MANILA, Philippines — The Sandiganbayan acquitted Senator Joseph Victor Ejercito and 14 co-accused of technical malversation charges filed against them over the use of San Juan City’s calamity fund to purchase firearms for the local government’s use in 2008.

The August 10 decision of the anti-graft court’s sixth division granted the demurer of evidence — a motion to dismiss for lack of evidence — submitted by Ejercito and his co-accused:

Leonardo Celles, Andoni Miguel Carballo, Vincente Rainer Pacheco, Angelino Mendoza, Dante Santiago, Rolando Bernardo, Grace Pardines, Domingo Sese, Francis Keith Peralta, Edgardo Soriano, Jannah Ejercito-Surla, Francisco JavierZamora, Ramon Nakpil, Joseph Christopher Torralba.

The anti-graft court also lifted the hold departure order it had issued against them.

The case alleged that the P2.1 million used to buy three Daewoo K2 caliber 5.56mm sub-machineguns and 17 Daewoo K1 sub-machineguns was sourced from San Juan’s calamity fund “for a purpose different from which such fund was intended and appropriated by law or ordinance.”

Ejercito was San Juan mayor at the time of the transaction.

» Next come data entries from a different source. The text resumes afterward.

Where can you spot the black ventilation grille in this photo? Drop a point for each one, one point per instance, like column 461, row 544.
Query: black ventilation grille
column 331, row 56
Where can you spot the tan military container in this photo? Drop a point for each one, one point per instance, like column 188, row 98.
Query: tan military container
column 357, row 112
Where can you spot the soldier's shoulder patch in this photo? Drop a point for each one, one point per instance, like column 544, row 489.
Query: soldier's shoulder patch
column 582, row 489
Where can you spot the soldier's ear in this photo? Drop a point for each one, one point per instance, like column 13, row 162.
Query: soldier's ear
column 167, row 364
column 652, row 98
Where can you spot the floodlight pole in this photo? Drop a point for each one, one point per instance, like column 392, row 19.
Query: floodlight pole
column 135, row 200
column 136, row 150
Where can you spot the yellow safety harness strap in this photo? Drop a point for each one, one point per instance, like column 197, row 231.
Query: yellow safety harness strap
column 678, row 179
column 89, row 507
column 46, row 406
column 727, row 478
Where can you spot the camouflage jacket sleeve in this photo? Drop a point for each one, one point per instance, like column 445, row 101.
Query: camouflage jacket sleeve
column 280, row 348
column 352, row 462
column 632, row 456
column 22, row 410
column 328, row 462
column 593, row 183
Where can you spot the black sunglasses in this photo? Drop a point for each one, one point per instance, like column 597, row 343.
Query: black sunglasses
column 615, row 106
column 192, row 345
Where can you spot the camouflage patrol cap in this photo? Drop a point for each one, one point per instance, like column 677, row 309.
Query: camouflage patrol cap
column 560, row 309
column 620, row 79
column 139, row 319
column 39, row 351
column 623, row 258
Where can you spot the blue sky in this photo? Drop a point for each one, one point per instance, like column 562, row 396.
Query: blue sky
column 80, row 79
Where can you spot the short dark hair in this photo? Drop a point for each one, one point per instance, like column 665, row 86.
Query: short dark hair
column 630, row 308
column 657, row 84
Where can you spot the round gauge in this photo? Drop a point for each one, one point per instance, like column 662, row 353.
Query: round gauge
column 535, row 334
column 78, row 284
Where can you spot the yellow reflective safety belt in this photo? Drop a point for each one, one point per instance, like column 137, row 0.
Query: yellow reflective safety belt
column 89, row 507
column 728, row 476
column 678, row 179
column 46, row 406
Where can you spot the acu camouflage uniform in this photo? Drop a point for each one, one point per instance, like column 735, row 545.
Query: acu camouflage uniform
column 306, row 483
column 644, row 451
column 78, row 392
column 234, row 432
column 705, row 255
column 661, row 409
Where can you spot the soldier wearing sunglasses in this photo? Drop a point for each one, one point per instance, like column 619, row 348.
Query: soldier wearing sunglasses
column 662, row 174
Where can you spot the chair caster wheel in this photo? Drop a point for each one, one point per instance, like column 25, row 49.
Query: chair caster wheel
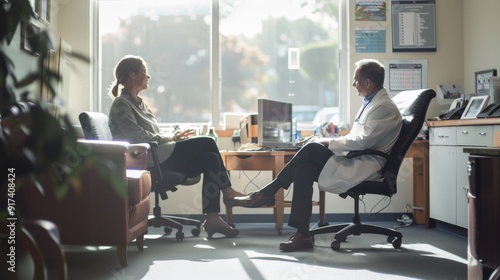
column 195, row 232
column 179, row 236
column 335, row 245
column 395, row 241
column 167, row 230
column 323, row 224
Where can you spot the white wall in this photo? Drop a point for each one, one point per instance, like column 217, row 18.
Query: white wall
column 467, row 42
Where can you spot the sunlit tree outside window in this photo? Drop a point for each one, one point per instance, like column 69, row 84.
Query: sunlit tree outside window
column 173, row 36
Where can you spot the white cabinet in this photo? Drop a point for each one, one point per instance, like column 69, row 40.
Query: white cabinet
column 448, row 179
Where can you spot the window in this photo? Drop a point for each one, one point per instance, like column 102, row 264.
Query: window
column 174, row 37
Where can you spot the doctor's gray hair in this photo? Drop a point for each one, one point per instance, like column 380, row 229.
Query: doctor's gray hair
column 371, row 69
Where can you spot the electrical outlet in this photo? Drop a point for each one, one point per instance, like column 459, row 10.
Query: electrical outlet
column 236, row 136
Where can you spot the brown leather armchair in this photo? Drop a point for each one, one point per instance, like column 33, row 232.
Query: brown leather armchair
column 108, row 202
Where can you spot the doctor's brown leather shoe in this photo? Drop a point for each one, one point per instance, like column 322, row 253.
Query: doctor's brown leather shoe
column 297, row 242
column 252, row 200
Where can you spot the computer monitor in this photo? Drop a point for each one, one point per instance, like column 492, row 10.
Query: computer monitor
column 275, row 124
column 494, row 90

The demurer of evidence argued that the prosecution failed to prove that the city’s calamity fund was the source of the money to pay for the weapons.

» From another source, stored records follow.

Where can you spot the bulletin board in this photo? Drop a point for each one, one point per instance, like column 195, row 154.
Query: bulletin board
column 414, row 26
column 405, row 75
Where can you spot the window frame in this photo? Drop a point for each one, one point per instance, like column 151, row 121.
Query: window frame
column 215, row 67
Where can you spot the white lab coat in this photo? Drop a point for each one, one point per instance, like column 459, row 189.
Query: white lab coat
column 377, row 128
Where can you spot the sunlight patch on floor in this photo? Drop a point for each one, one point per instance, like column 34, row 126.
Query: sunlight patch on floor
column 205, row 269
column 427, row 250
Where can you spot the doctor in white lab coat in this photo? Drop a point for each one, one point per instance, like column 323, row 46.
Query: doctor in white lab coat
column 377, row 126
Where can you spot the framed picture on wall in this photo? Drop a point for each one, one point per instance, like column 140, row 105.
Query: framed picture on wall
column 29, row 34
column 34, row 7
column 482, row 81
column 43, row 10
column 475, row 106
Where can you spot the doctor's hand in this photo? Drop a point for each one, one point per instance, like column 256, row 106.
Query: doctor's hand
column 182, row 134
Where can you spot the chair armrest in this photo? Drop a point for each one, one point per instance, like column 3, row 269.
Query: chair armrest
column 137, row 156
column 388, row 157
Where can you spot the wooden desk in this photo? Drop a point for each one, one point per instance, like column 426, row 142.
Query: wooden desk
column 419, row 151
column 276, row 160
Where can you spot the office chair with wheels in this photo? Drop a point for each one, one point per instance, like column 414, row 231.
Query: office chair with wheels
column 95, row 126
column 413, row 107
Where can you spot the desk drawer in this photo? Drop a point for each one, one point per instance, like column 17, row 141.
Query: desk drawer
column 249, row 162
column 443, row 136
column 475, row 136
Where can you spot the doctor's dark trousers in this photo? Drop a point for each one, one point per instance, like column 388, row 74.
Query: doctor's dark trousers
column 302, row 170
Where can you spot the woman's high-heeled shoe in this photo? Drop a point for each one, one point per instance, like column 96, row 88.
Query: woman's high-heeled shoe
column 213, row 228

The sixth division agreed.

“In view of the insufficiency of the prosecution’s evidence, both testimonial and documentary, to establish the liability of the herein accused … the Court finds no more reason to hold them for further trial under the present indictment,” the decision by Associate Justices Rodolfo Ponferrada, Karl Miranda and Michael Frederick Musngi said.

“Let it be stressed that this verdict of acquittal is based on the failure of the prosecution to present proof beyond reasonable doubt that the accused indeed used the 2008 calamity fund of San Juan City in the procurement and payment of the subject firearms,” it said.

Excerpt from the Sandiganbayan decision acquitting Ejercito and his co-accused.

A separate concurring decision by Miranda, on the other hand, noted that even if the calamity fund was used to buy the weapons, the transaction would still comply with the law since it was undertaken in response to Resolution No. 23, series of 2008, passed by the San Juan city council “declaring an imminent danger of disaster, and authorizing disaster preparedness measures and use of the calamity fund.”

“In this case, the accused allowed the purchase of firearms in response to the surge of bank robberies in neighboring cities and the corresponding need to protect the city and its people from acts that would “disrupt or damage the current peace and order situation,” Miranda noted.